Confident of taking power at the next UK general election, the Labor party is setting out its vision to the country’s allies with vows of reconnecting with Europe after Brexit and delivering economic competence.
Last week at the World Economic Forum in Davos, and this week with a set-piece foreign policy speech, Labor bigwigs are pushing the fight against the crisis-ridden Conservatives well beyond UK borders.
The centre-left party — a political force under Tony Blair and Gordon Brown from 1997 to 2010 — promises continuity on the Conservative platform of unflinching UK support for Ukraine, along with skepticism towards China.
But in general, Labor’s would-be foreign secretary David Lammy offered a riposte to what he called the Conservatives’ “ideological leadership and reckless choices”.
“It doesn’t have to be this way,” he told European and other foreign diplomats on Tuesday at the Chatham House international affairs think-tank in London.
“The UK is home to cutting-edge technology and services, world-leading universities, vibrant cultural industries, and it has the potential for unparalleled global connections.
“Labour will reset our foreign policy to create a ‘Britain Reconnected’, for security and prosperity at home.”
However, both Lammy and Labor leader Keir Starmer are ruling out the ultimate reconnection — by taking the UK back into the European Union, or at least its single market.
The 2016 Brexit settlement settled that debate, and EU allies themselves would rather the UK get on with building permanent new arrangements free of the never-ending rancour that characterizes the Conservatives’ approach to Brussels, Labor argues.
Labour’s slogan contrasts with the “Global Britain” promised by Boris Johnson when he took the country out of the EU at the start of 2020.
But trade deals promised by Johnson and his short-lived successor Liz Truss have done little to compensate for the loss of the UK’s friction-free relationship with its biggest markets across the Channel.
A disastrous economic experiment launched by Truss during her September-October tenure left the UK a “laughing stock” internationally, Lammy argued.
– Multilateralism –
Prime Minister Rishi Sunak is trying to steady the ship financially while also reaching out to the EU in a bid to overhaul contentious post-Brexit trading rules for Northern Ireland.
But with inflation in double digits, strikes crippling key sectors, and many Britons enduring cold and hunger this winter, all opinion polls point to a Labor triumph–and potential Tory wipeout–at the next general election.
With the vote likely next year, Labor knows it needs to be ready with credible policies for home and abroad to return to power for the first time since 2010.
At Davos, Starmer called for a “clean power alliance” of countries to fight climate change and bring down sky-high energy prices.

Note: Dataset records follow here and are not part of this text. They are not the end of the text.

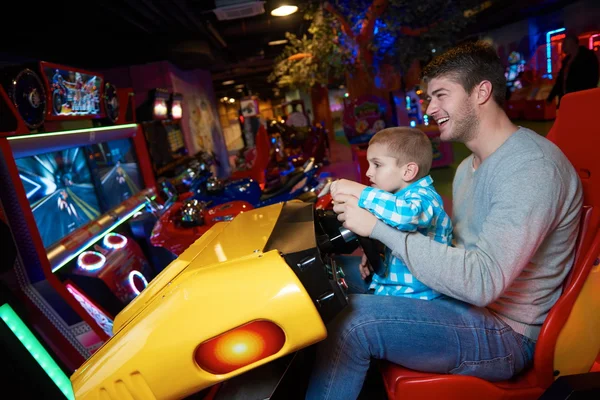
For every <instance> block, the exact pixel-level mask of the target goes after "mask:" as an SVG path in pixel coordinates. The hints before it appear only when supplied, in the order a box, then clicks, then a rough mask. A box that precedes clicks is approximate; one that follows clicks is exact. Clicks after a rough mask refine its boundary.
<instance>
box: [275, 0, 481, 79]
mask: <svg viewBox="0 0 600 400" xmlns="http://www.w3.org/2000/svg"><path fill="white" fill-rule="evenodd" d="M372 2H373V0H336V1H331V3H332V4H333V5H334V7H335V8H336V9H337V10H338V11H339V12H340V13H341V14H342V15H343V16H344V17H345V18H346V20H347V21H348V22H349V24H350V25H351V26H352V27H353V31H354V32H355V33H358V31H359V29H360V24H361V22H362V20H364V17H365V14H366V11H367V10H368V8H369V6H370V5H371V4H372ZM477 3H478V1H476V0H389V1H388V5H387V8H386V9H385V11H384V12H383V14H382V16H381V17H380V18H379V23H378V31H377V34H375V35H374V36H373V37H372V38H371V41H370V42H369V46H368V48H369V49H370V50H371V51H372V52H373V55H374V62H373V64H372V65H365V63H364V60H362V57H360V58H361V59H358V60H357V59H356V54H357V53H358V52H357V45H356V42H355V40H353V39H352V38H349V37H348V36H346V35H344V34H343V33H342V30H341V23H340V21H339V20H338V19H337V18H336V17H334V16H333V15H331V14H330V13H329V12H327V11H322V10H321V8H320V7H319V8H317V9H314V8H313V9H311V10H309V11H308V12H307V13H306V14H305V18H306V19H307V20H312V22H311V25H310V28H309V29H308V35H304V36H303V37H301V38H299V37H296V35H294V34H291V33H288V34H287V39H288V41H289V42H288V44H287V45H286V47H285V49H284V50H283V52H282V54H281V55H280V56H279V57H278V58H277V59H276V65H275V68H274V71H273V73H272V74H271V75H270V76H269V81H270V82H276V83H277V84H278V85H279V86H291V87H294V88H308V87H311V86H313V85H315V84H328V83H331V82H332V81H334V80H340V79H343V78H344V77H345V74H346V73H348V74H352V73H353V72H354V71H355V69H356V68H366V69H367V70H368V71H370V73H371V75H375V74H376V73H377V70H378V66H379V65H381V63H388V64H391V65H393V66H394V67H396V68H397V69H398V70H399V71H400V72H405V71H407V70H408V68H409V67H410V65H411V64H412V63H413V62H414V61H415V60H419V61H424V62H427V61H428V60H430V59H431V57H432V56H433V55H435V54H436V53H437V54H439V52H442V51H444V50H445V49H447V48H449V47H450V46H452V45H453V44H455V41H456V38H457V36H458V35H457V34H458V33H459V32H460V31H461V30H462V29H464V28H465V27H466V25H467V24H468V23H469V21H470V20H471V19H472V18H470V17H466V16H465V13H464V11H465V10H468V9H471V8H472V7H474V6H475V5H476V4H477ZM421 28H426V29H423V30H420V29H421ZM415 31H419V33H418V35H416V36H415V35H414V32H415ZM300 53H306V54H311V55H312V57H306V58H302V59H299V60H292V61H290V60H288V58H289V57H290V56H292V55H294V54H300Z"/></svg>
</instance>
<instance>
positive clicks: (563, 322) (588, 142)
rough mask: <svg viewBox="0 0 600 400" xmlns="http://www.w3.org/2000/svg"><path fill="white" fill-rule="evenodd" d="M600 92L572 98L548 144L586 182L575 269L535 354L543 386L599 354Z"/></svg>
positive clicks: (594, 358) (559, 113)
mask: <svg viewBox="0 0 600 400" xmlns="http://www.w3.org/2000/svg"><path fill="white" fill-rule="evenodd" d="M598 104H600V89H592V90H585V91H581V92H575V93H570V94H567V95H566V96H564V97H563V98H562V100H561V107H560V110H559V113H558V116H557V119H556V121H555V122H554V125H553V127H552V130H551V131H550V133H549V134H548V136H547V137H548V139H550V140H551V141H552V142H554V143H555V144H556V145H557V146H558V147H559V148H560V149H561V150H562V151H563V153H564V154H565V155H566V156H567V158H568V159H569V161H570V162H571V163H572V164H573V166H574V167H575V170H576V171H577V173H578V174H579V177H580V178H581V182H582V186H583V195H584V209H583V210H582V216H581V218H582V220H581V225H580V228H579V237H578V239H577V244H576V252H577V253H576V256H575V262H574V264H573V267H572V270H571V272H570V274H569V276H568V277H567V279H566V280H565V284H564V286H563V294H562V296H561V297H560V299H559V300H558V301H557V302H556V304H555V305H554V307H552V310H550V313H549V314H548V317H547V318H546V321H545V322H544V325H543V327H542V331H541V332H540V336H539V338H538V342H537V345H536V351H535V360H534V369H535V375H536V378H537V381H538V385H540V386H542V387H548V386H550V385H551V384H552V382H553V380H554V379H555V378H556V377H558V376H560V375H570V374H574V373H582V372H587V371H589V368H590V367H591V366H592V364H593V363H594V360H595V358H596V355H597V354H598V351H599V350H600V313H599V312H598V311H597V309H598V307H599V306H600V295H599V294H598V293H600V290H599V289H600V266H598V264H600V261H599V260H598V257H600V234H599V232H598V226H599V223H600V163H598V162H597V161H596V158H597V155H596V153H597V149H599V148H600V124H598V123H597V121H596V116H595V112H597V108H598Z"/></svg>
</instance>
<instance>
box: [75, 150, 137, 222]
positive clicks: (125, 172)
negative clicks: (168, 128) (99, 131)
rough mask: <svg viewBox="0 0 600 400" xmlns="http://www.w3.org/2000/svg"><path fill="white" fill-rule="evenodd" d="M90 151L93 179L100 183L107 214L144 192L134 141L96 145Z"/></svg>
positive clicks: (101, 190) (99, 187) (89, 152)
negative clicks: (134, 146) (119, 205)
mask: <svg viewBox="0 0 600 400" xmlns="http://www.w3.org/2000/svg"><path fill="white" fill-rule="evenodd" d="M86 151H87V152H88V153H89V156H88V159H89V160H90V168H91V170H92V175H93V177H94V179H95V180H96V182H98V183H99V185H98V188H99V191H100V201H101V203H102V208H103V209H104V210H109V209H111V208H113V207H116V206H117V205H119V204H120V203H122V202H123V201H125V200H127V199H128V198H130V197H131V196H133V195H134V194H136V193H138V192H139V191H140V188H141V187H142V181H141V177H140V171H139V169H138V164H137V161H136V157H135V154H134V150H133V147H132V145H131V140H130V139H121V140H113V141H110V142H104V143H96V144H93V145H92V146H89V147H87V149H86Z"/></svg>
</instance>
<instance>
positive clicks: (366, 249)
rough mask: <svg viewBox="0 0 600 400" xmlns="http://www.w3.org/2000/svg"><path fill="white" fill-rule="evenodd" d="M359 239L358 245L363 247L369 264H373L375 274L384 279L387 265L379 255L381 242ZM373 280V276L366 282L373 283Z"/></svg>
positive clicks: (366, 278)
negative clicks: (379, 250) (379, 245)
mask: <svg viewBox="0 0 600 400" xmlns="http://www.w3.org/2000/svg"><path fill="white" fill-rule="evenodd" d="M344 229H345V228H344ZM357 239H358V243H359V244H360V247H362V249H363V251H364V253H365V256H367V261H369V264H371V268H373V273H375V274H377V275H379V276H381V277H382V278H383V277H384V276H385V264H384V262H383V260H382V259H381V256H380V255H379V250H378V247H379V246H378V244H379V242H378V241H377V240H375V239H371V238H368V237H364V236H357ZM372 280H373V274H371V275H369V276H367V277H366V278H365V282H367V283H371V281H372Z"/></svg>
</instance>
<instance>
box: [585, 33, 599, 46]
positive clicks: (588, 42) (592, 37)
mask: <svg viewBox="0 0 600 400" xmlns="http://www.w3.org/2000/svg"><path fill="white" fill-rule="evenodd" d="M598 36H600V33H596V34H595V35H592V36H590V38H589V41H588V48H589V49H590V50H594V38H595V37H598Z"/></svg>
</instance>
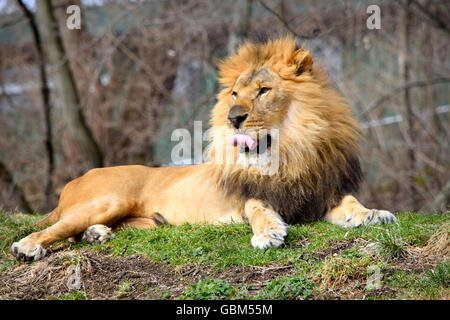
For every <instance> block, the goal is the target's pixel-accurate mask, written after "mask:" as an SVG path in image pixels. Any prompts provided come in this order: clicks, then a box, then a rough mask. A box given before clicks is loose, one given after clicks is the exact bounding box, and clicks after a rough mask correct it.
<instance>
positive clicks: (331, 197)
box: [219, 157, 363, 224]
mask: <svg viewBox="0 0 450 320" xmlns="http://www.w3.org/2000/svg"><path fill="white" fill-rule="evenodd" d="M330 166H331V165H330ZM241 174H242V175H244V176H245V172H244V171H242V170H241V171H238V172H236V175H241ZM362 177H363V175H362V171H361V167H360V164H359V160H358V159H357V158H354V157H350V158H349V159H348V160H347V161H346V162H345V163H335V164H334V166H333V167H329V168H324V170H323V172H322V173H321V174H319V175H317V176H316V177H315V178H314V180H315V181H314V182H313V183H312V184H311V185H309V186H306V187H305V184H304V181H302V179H298V180H294V181H283V180H281V181H280V180H279V179H273V177H271V176H269V175H267V176H261V177H260V179H258V180H255V179H245V178H243V177H238V176H225V177H221V179H220V181H219V184H220V187H221V188H223V190H224V191H225V192H226V194H227V195H236V194H237V195H238V196H239V197H240V198H241V199H242V200H244V201H246V200H247V199H251V198H253V199H259V200H263V201H265V202H266V203H268V204H270V205H271V206H272V207H273V209H274V210H275V211H276V212H278V213H279V214H280V215H281V216H282V217H283V219H284V220H285V221H286V222H287V223H289V224H294V223H301V222H306V221H313V220H317V219H320V218H322V217H323V216H324V215H325V214H326V212H327V211H328V210H329V209H330V208H332V207H334V206H336V205H337V204H338V203H339V202H340V201H341V199H342V198H343V197H344V196H345V195H346V194H351V193H355V192H357V191H358V187H359V184H360V182H361V180H362Z"/></svg>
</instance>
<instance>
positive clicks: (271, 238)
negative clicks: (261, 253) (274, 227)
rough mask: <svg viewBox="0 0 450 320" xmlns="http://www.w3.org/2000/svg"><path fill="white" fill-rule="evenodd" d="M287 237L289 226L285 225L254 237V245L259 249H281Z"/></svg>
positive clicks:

The alliance would be an “inverse OPEC”, he told financial big-hitters in the Swiss Alps, referring to the cartel of oil-producing countries.
Starmer also criticized Sunak for failing to come to Davos this year, stressing that his own presence and that of shadow finance minister Rachel Reeves showed “the United Kingdom will play its part on the global stage in a way I think it probably hasn’t in recent years”.
Lammy highlighted the need for a new security pact with the EU, and to restore the UK to the bloc’s “Horizon” programme, for scientific collaboration, pending a wider review of the two sides’ Brexit trade treaty in 2025.
And he vowed a new “mission statement” for the UK foreign office to deal with challenges from cyber governance to artificial intelligence.
“It’s extraordinary that at the moment, on climate, on biotech, on quantum, on all of these issues, on China, there is no structured dialogue between the UK and the European Union,” Lammy told BBC radio.
“So the message is reconnecting Britain to our allies and partners, getting back to multilateralism and using our soft power — the sixth-richest economy in the world, the English language, the Premier League, there’s so much going for us.”